Des perspectives en termes d’aménagements

Les questions à résoudre dans le cadre du déplacement des personnes aveugles exigent une forte pluridisciplinarité. Le concept d’affordance, issu de la psychologie, est un point de départ intéressant pour des réflexions sur l’accessibilité urbaine. Les bandes d’éveil de vigilance constituent un exemple intéressant. Elles indiquent un lieu nécessitant une vigilance particulière et l’interruption du déplacement. Afin que cette affordance puisse être saisie, la détection sensorielle de ces bandes doit être optimale, tant avec la canne blanche que les pieds. Or, il est arrivé à plusieurs reprises lors des trajets que le contraste de texture entre le goudron et les picots soit trop peu marqué, alors que cette détection se fait exclusivement de façon tactile ! Une approche originale pourrait consister à compléter ces informations tactiles de façon simultanée par d’autres canaux sensoriels (auditif ), renforçant l’information.
Les feux sonores constituent un second exemple. Ils aident à la prise de décision dans les traversées équipées de feux piétons. Toutefois, de nombreuses personnes aveugles en font une utilisation détournée. Le son émis par le haut-parleur est facilement localisable. Cet indice (affordance) peut aider le marcheur aveugle à réaliser un trajet rectiligne sur le passage piéton, jusqu’au feu se trouvant en face.
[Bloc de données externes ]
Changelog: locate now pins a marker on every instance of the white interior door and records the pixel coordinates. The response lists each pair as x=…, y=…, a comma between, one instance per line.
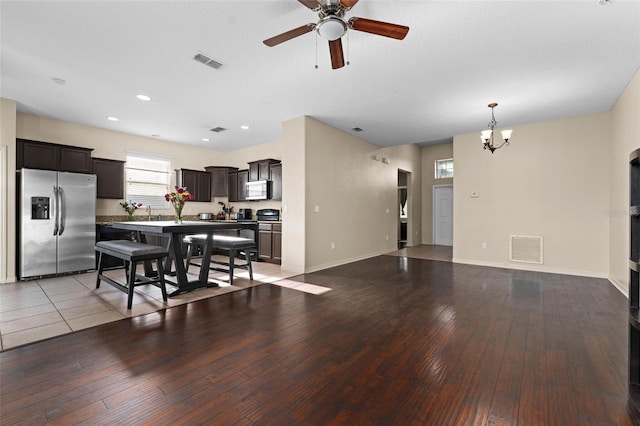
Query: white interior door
x=443, y=215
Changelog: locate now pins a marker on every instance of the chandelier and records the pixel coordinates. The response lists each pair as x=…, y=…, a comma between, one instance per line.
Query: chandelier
x=487, y=135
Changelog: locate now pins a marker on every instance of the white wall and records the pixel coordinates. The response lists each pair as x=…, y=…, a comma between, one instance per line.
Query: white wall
x=355, y=194
x=8, y=181
x=294, y=195
x=552, y=181
x=625, y=138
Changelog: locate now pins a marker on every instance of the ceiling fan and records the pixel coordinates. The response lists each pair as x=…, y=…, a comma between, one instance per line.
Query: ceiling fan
x=332, y=26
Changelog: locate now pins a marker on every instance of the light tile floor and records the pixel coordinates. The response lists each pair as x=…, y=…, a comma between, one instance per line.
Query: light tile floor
x=40, y=309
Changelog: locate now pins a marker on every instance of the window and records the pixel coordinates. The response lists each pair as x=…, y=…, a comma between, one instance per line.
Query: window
x=147, y=180
x=444, y=168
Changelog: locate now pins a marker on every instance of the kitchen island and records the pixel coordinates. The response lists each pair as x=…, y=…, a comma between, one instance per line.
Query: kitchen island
x=176, y=232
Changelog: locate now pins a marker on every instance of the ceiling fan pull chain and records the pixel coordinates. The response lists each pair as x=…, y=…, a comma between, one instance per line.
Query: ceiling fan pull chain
x=316, y=50
x=348, y=44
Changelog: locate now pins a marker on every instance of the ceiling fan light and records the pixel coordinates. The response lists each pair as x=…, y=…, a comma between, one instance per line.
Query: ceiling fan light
x=331, y=28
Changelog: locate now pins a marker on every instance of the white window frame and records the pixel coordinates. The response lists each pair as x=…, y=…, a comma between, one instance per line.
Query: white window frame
x=445, y=161
x=147, y=184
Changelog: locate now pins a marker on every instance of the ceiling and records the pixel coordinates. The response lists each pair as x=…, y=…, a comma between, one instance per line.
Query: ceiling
x=540, y=60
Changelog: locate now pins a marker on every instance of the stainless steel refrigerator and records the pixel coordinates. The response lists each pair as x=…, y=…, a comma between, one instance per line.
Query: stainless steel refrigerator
x=57, y=223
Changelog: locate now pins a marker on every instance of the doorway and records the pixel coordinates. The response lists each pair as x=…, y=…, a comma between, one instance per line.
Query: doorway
x=443, y=215
x=404, y=206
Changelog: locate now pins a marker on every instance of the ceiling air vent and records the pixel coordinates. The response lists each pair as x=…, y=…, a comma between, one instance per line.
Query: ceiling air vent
x=204, y=59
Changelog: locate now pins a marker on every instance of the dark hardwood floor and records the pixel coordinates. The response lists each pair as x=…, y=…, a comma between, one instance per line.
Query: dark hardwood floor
x=398, y=341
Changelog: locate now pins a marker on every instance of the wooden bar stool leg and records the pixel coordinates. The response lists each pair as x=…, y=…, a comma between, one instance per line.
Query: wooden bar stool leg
x=189, y=254
x=100, y=267
x=163, y=288
x=247, y=255
x=232, y=255
x=131, y=281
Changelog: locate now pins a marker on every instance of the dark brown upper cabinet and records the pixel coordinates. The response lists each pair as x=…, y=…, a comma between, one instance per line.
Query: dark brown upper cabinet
x=110, y=177
x=220, y=180
x=48, y=156
x=259, y=170
x=238, y=185
x=275, y=174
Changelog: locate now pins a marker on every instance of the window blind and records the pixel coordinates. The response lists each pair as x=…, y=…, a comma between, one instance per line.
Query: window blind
x=147, y=180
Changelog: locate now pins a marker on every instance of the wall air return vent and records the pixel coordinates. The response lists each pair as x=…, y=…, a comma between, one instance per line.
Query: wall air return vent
x=204, y=59
x=525, y=249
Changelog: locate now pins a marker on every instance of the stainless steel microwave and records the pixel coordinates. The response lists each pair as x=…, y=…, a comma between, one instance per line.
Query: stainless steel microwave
x=259, y=190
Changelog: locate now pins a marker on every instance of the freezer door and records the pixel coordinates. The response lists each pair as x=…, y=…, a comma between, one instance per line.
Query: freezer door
x=77, y=230
x=38, y=209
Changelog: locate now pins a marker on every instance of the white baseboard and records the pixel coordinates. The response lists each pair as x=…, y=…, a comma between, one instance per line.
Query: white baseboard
x=533, y=268
x=343, y=262
x=622, y=287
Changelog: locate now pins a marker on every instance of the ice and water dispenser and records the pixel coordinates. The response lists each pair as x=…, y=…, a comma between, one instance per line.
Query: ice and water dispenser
x=40, y=208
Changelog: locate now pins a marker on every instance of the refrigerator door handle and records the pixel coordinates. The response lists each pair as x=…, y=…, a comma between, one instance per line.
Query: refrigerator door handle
x=63, y=210
x=56, y=207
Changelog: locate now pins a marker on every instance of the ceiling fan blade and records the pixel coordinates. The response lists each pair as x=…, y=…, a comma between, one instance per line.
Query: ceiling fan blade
x=348, y=4
x=380, y=28
x=337, y=57
x=281, y=38
x=311, y=4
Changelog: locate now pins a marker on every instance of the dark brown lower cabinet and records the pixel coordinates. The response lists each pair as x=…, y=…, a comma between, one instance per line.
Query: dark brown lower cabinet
x=270, y=235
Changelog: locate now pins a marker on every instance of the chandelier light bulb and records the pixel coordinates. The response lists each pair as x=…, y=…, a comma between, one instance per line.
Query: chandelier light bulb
x=487, y=135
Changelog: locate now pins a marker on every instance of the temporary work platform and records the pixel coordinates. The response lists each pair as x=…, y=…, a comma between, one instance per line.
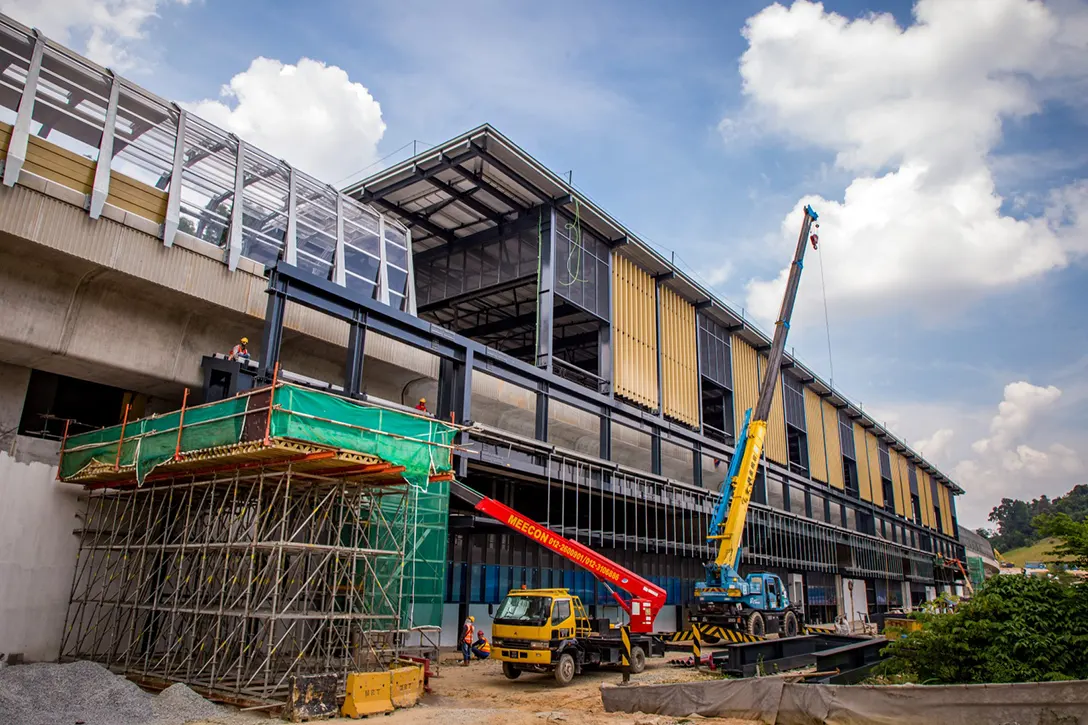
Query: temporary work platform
x=235, y=544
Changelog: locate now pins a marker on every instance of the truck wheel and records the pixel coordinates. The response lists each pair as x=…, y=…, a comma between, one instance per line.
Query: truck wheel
x=565, y=670
x=755, y=625
x=790, y=625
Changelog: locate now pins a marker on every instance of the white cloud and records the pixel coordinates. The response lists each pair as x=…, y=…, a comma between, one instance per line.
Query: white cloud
x=1020, y=457
x=914, y=115
x=310, y=114
x=108, y=28
x=936, y=446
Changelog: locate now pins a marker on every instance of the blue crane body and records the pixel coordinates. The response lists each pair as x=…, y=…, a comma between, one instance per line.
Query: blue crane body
x=756, y=603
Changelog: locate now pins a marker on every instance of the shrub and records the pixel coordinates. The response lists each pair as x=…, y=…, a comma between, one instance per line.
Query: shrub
x=1014, y=629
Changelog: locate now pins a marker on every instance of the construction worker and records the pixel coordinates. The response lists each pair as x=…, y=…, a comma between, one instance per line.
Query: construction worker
x=239, y=352
x=481, y=648
x=468, y=631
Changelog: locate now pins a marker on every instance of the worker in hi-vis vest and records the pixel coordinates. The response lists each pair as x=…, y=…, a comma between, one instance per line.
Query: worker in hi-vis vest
x=481, y=648
x=468, y=629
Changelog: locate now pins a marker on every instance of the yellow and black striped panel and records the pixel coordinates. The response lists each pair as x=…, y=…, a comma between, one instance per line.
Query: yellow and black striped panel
x=708, y=633
x=814, y=422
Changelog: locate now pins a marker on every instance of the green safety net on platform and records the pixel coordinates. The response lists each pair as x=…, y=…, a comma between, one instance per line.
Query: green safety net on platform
x=419, y=444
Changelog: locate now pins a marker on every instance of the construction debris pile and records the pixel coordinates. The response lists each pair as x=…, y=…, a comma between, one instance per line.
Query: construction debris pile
x=88, y=692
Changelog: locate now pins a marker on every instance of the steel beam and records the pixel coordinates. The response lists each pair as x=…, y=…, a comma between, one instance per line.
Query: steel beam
x=100, y=189
x=21, y=131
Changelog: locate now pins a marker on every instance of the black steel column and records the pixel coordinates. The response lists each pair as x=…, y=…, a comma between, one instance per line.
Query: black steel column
x=455, y=401
x=655, y=452
x=272, y=336
x=540, y=431
x=545, y=293
x=356, y=345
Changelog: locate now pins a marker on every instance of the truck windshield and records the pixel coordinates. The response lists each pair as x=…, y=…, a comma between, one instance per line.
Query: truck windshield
x=523, y=610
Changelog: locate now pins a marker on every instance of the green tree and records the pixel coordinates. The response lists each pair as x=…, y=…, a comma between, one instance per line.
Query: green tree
x=1014, y=629
x=1072, y=537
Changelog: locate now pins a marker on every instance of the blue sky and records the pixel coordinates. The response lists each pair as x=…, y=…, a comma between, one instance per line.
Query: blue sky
x=944, y=144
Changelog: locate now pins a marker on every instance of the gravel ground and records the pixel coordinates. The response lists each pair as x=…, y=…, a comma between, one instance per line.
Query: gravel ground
x=88, y=693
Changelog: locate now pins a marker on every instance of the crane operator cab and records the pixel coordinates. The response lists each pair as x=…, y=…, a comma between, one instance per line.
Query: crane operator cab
x=547, y=630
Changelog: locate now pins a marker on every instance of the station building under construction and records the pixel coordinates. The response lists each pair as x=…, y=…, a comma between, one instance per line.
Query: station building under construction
x=570, y=371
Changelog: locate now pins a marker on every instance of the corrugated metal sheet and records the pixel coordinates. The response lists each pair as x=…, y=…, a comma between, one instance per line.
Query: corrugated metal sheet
x=679, y=359
x=777, y=450
x=833, y=450
x=873, y=455
x=634, y=307
x=59, y=164
x=814, y=421
x=745, y=379
x=864, y=480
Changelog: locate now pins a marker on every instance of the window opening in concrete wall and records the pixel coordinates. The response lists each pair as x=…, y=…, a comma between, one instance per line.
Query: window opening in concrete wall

Toutefois, en cas de panne de l’un des deux feux sonores, le piéton peut penser être correctement guidé par le signal émis par l’autre traversée (fausse affordance), ce qui le conduira en fait au milieu du carrefour !

 

Attention aux aménagements sans reliefs

Les résultats de cette recherche soulignent l’intérêt d’intervenir sur les propriétés environnementales de certains lieux urbains, afin d’améliorer l’extraction des informations permettant l’identification de repères et la localisation dans l’espace de personnes aveugles. Pour favoriser l’interaction avec l’environnement, l’audition et le sens tactile sont les modalités sensorielles les plus pertinentes. Paradoxalement, les lieux problématiques sont souvent ceux issus de logiques d’aménagement récentes : l’aplanissement leur confère peu de relief au sol et leurs espaces de circulation tendent à se mélanger, comme dans les « zones de rencontre » (shared space). Cette recherche alerte sur le fait que ces espaces sont particulièrement anxiogènes et potentiellement dangereux pour les personnes aveugles. Et sur l’importance de favoriser la participation citoyenne des personnes aveugles dans la cité avant de prendre des décisions d’aménagement.